Thieves broke into Champagne producer Jacques Selosse on the night of March 21 and stole more than 300 cases of bubbly worth nearly $350,000. They also stole labels, leaving owner and chef de caves Anselme Selosse and his wife, Corinne, worried that they may be trying to produce counterfeits.
"They were pros," said Florence Thunevin, a representative for Jacques Selosse, of the thieves. The burglars broke into the cellars in the village of Avize, in the southern part of Champagne, late at night and the evidence suggests they knew what they were doing. "They erased traces of DNA with alcohol aerosols, removed fingerprints and palm prints with dishwashing fluid or car coolant, and systematically avoided the [security] sensors," she added.
Selosse has an almost-cult following—it's a darling of sommeliers and was one of the first small grower Champagnes (wines produced from vineyards owned entirely by the grower) to gain notice more than a decade ago. The wines are notable for their rich style and Selosse's solera-style blending of more than 20 vintages for the production of two of his cuvées, the Substance and the Contraste.
The thieves made off with eight pallets of Champagne, including cuvées of the Version Originale, Exquise, Substance and Rosé, destined for the U.S. and Japan. They also took approximately 16,000 front labels, 12,000 neck labels and 2,500 caps, which raises the possibility of counterfeits in the marketplace.
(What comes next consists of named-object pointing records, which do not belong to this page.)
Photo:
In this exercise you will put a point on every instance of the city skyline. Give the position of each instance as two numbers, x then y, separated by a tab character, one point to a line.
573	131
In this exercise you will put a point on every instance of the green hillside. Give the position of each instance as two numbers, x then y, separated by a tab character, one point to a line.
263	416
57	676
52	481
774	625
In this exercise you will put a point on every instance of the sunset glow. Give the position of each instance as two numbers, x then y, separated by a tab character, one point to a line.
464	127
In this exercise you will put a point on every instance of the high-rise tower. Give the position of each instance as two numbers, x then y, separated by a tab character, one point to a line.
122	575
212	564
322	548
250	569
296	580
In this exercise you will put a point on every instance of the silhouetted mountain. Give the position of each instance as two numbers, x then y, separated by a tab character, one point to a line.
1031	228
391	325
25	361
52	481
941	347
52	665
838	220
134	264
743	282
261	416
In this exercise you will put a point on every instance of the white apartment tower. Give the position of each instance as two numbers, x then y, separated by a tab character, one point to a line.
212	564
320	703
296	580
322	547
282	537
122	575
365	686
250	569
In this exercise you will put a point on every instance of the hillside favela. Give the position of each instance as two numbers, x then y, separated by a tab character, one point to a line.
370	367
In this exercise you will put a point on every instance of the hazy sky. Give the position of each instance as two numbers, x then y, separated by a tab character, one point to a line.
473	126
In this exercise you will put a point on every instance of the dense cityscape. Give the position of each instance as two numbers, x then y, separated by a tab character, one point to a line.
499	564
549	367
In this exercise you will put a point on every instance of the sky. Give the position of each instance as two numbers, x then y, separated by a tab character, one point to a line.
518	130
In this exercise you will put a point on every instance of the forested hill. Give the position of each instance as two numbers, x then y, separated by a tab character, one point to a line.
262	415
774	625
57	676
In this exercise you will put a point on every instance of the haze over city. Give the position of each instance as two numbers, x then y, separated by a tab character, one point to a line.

"Our biggest concern for consumers is that bottles of this sort may be offered [for sale]," said Thunevin. But she notes that buyers can look to the color of the Champagne bottle's glass as a potential indication of authenticity. "We are virtually the only ones to bottle Champagne with glass that is almost black. It is much darker than traditional bottles."
While 300 cases—3,700 bottles—sounds like a lot of Champagne, it's only about 0.9 percent of Selosse's total stock. Like most Champagne producers, Selosse stores a great deal of inventory, which means that the primary effect of the burglary is the reduction of reserves. As a result, Thunevin said, non-vintage bottlings released in 2013 will see about eight weeks less aging before disgorgement, while bottlings in 2014 will go down to six weeks, 2015 to 4 weeks and 2016 to 2 weeks, before returning to the estate's standard aging procedures in 2017.